There is a need to promote uncertainty management techniques that help people with everyday problems such as preparing for important meetings, resolving arguments, managing stress, hiring good people, and making sales. The ‘Further reading’ section below gives links to more ideas on these.
The problem with clear objectives
There is a practical problem with clear objectives. You don't always have them. Conventional risk management starts with defining objectives but this can take a lot of time and effort, and there's no guarantee of success. You may have some general agreement about the ultimate objectives of your organisation but getting down to a level where actions can be decided is much more difficult.
Although it helps risk management if the relationship between achievement levels and value is understood and the current target achievement levels have been agreed, risk management has to make a contribution under any conditions. For example, risk management should offer techniques to help set objectives under uncertainty.
Why upside risks change everything
An upside risk is something that might happen and would be better than what is expected. Including these in your risk management processes makes the processes more effective, efficient, and attractive.
It also raises a question about what risk management is really for. Suppose the original objective of a venture was to make £1m, but a lucky break part way through the venture puts you in a position where you could achieve £2m. What should you do? Carry on towards your original objective or consider a new objective? A sane person would normally review the objective.
But that also has implications for risk management. A risk management process that includes upside risks should aim to encourage those risks to happen, and maximise the effect when they do. To do the opposite would be bizarre. That means the risk management process is not trying to achieve the original objectives.

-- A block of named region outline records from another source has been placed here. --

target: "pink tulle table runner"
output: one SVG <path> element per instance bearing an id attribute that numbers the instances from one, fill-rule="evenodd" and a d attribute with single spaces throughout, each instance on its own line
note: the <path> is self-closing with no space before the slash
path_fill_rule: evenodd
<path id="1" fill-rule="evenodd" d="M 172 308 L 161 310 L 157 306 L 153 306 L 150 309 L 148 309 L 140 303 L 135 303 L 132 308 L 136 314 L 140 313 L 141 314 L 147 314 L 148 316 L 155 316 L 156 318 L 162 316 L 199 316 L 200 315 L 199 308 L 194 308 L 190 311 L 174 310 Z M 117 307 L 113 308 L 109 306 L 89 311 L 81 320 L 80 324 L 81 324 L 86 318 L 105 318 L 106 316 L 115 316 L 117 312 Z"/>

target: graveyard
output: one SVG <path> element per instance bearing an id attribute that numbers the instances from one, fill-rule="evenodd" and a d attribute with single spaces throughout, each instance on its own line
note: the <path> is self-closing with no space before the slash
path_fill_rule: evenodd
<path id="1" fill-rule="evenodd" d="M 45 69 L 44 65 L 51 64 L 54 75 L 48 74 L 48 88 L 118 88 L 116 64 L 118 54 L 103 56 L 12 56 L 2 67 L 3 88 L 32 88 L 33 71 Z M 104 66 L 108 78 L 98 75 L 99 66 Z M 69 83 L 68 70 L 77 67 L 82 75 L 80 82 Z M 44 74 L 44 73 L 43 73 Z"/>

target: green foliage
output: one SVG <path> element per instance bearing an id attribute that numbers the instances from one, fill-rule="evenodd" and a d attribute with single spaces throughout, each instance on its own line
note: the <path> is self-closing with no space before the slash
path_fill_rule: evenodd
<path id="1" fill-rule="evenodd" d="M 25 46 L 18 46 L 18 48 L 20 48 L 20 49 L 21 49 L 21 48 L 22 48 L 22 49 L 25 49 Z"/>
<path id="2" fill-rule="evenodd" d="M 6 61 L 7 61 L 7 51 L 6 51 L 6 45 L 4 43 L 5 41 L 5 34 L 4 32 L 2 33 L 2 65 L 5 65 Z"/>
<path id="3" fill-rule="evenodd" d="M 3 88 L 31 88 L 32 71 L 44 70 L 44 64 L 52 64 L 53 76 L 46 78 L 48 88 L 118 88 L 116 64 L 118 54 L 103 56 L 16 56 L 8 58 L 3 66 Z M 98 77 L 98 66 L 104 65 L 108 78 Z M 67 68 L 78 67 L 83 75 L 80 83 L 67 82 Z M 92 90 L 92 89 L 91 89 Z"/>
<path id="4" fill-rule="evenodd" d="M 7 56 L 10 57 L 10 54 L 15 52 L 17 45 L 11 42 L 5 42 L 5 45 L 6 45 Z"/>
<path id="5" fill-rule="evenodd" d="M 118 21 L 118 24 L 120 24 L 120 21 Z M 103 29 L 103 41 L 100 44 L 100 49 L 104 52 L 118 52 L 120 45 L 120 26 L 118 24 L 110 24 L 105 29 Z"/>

It also means we need to think again about different types of ‘objective’ and how they are used in risk management. Having a list of specific things we want to achieve in a period of time, such as ‘debtors reduced by 15%’, ‘sales of £1m’, is not enough on its own. We need to understand how to value other levels of achievement. Is there a point beyond which further achievement is not valuable? Is there a point below which the impact gets very bad very quickly? Are there discontinuities in the relationship between level of achievement and value? Is the relationship linear? This sort of understanding is also useful for managing downside risks.
Look carefully and you can see the slow evolution of risk management's scope and techniques towards bigger and better. For example, the new draft COSO framework is longer than the original, and acknowledges more alternative techniques, though it is still not a balanced process between upside and downside risks. Surveys show that most risk managers now believe that risk management should concern itself with unexpectedly favourable outcomes as well as unexpectedly unfavourable ones. More publications are appearing to advocate more embedded forms of risk management.
But there is still a long way to go. Few realise the full implications of managing upside risks and tackling the human side of uncertainty suppression has hardly begun.